2. I usually pick a kid to hit the space bar on my laptop during the powerpoint portion of my show. Usually this works out well…but not this time. The kid I chose was way too busy talking to a friend to hit the slides when I asked, so half the show I'd look up and see I was 1-2 slides behind. DOH!

3. I mic my sound system for the Door Within Promo video, but it's an old school. So when the kickin' guitar riffs and thumping bass beat come in--it sounds like a cross between a terrorist attack and a giant who had a bean and beef burrito about an hour back.

4. Half way through my sneak preview reading of Falon's Stair, the forty foot faux castle wall unhooks itself from the stage and begins to do its impression of the Berlin Wall. Down it went. But on with the show.

5. At some point during the performance (I think after the first 10 minutes), several of the sixth grade teachers decide that they should have some extra planning time. So they leave their kids and the auditorium. Now 6th graders are wonderful kids--and this school has a really nice bunch. Buuuutttt...leave them on their own? So it has now become me and the six or seven teachers remaining to handle crowd control. That puts it at about 31 kids for every adult. was a good thing I brought my broadsword.

6. And then, the worst of it all {for me} came during the signing portion.
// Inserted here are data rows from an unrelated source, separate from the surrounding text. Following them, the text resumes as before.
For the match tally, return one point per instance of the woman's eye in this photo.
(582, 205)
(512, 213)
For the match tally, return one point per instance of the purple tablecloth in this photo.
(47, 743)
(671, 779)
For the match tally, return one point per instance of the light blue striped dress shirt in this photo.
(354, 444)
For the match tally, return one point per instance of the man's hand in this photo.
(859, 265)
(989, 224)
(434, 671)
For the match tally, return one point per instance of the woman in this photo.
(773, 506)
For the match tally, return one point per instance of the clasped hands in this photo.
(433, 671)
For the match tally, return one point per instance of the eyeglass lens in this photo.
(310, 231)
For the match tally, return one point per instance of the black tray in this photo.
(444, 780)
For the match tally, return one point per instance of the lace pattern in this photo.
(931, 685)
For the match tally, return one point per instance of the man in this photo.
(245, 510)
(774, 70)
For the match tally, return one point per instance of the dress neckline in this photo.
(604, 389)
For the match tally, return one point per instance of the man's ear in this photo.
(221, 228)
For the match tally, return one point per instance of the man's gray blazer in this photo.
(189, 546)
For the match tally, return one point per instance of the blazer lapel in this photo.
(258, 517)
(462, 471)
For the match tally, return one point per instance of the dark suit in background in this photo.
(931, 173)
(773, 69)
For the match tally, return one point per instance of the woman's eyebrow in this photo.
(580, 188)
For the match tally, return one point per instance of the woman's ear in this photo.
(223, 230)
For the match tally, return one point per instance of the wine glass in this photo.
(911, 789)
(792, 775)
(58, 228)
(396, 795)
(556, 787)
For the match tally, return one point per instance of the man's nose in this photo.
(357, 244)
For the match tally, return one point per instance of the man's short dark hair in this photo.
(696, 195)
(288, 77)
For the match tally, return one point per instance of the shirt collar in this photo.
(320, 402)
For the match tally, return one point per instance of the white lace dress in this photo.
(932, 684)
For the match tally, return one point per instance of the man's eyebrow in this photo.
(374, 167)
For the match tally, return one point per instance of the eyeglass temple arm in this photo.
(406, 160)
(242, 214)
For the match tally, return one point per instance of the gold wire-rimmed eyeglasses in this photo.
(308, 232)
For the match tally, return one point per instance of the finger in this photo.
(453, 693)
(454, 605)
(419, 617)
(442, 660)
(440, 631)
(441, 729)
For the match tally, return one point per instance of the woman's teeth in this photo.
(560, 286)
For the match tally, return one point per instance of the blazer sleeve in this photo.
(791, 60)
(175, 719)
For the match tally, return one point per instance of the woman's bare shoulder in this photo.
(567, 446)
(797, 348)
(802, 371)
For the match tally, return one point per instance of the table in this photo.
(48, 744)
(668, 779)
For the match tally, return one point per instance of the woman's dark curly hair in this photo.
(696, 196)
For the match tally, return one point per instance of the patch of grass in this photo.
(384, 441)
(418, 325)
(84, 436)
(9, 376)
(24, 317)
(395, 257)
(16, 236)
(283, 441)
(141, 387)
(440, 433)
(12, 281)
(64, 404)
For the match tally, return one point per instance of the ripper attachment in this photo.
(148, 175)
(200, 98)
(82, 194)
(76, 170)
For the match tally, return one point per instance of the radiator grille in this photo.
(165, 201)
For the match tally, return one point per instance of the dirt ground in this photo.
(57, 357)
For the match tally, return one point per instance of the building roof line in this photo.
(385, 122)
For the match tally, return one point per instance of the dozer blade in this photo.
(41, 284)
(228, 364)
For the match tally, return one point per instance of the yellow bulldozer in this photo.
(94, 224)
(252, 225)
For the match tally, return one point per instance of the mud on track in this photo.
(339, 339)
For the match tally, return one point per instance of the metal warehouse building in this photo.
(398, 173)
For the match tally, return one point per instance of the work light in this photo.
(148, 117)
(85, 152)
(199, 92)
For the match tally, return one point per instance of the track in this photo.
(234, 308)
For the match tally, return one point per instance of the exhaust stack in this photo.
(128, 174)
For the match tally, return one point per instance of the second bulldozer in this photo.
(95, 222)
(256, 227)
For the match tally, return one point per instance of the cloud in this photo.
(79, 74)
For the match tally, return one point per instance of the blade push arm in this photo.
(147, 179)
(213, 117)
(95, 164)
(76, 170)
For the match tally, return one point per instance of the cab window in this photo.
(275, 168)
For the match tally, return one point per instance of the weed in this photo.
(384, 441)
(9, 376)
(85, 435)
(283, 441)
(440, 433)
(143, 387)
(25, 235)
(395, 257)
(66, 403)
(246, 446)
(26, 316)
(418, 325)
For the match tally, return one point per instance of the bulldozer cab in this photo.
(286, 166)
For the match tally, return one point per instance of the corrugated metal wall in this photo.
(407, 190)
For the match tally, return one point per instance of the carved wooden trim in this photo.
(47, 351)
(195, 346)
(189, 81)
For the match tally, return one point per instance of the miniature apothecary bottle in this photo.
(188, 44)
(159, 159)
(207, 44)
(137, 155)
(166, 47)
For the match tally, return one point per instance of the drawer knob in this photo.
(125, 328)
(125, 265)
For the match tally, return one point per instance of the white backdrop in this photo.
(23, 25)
A sixth grader comes up. I glance, see the long hair, the earring, the smile. "Greetings M'lady," I say. "What can I do for you."
"Uh…I'm a guy," he replies. Immediately, I break into damage control. "I'm SO sorry. Mannn, see I have long hair too. If it wasn't for the goatee, people'd make the same mistake with me. Blah, blah, blah." OHHHHggghhhh. I'm an idiot. The kid is like, "No problem. I'm not worried about it." But I know…I've just crushed this young man's spirit. I quickly scan the auditorium for an escape route, a rock to hide under, or a grenade launcher to eat. No such luck. I must endure.

And so ends one of those days...

What are your experiences at signings? For authors--ever had a bad one? Readers: what do you like not like about them? Anyone you've seen who was good?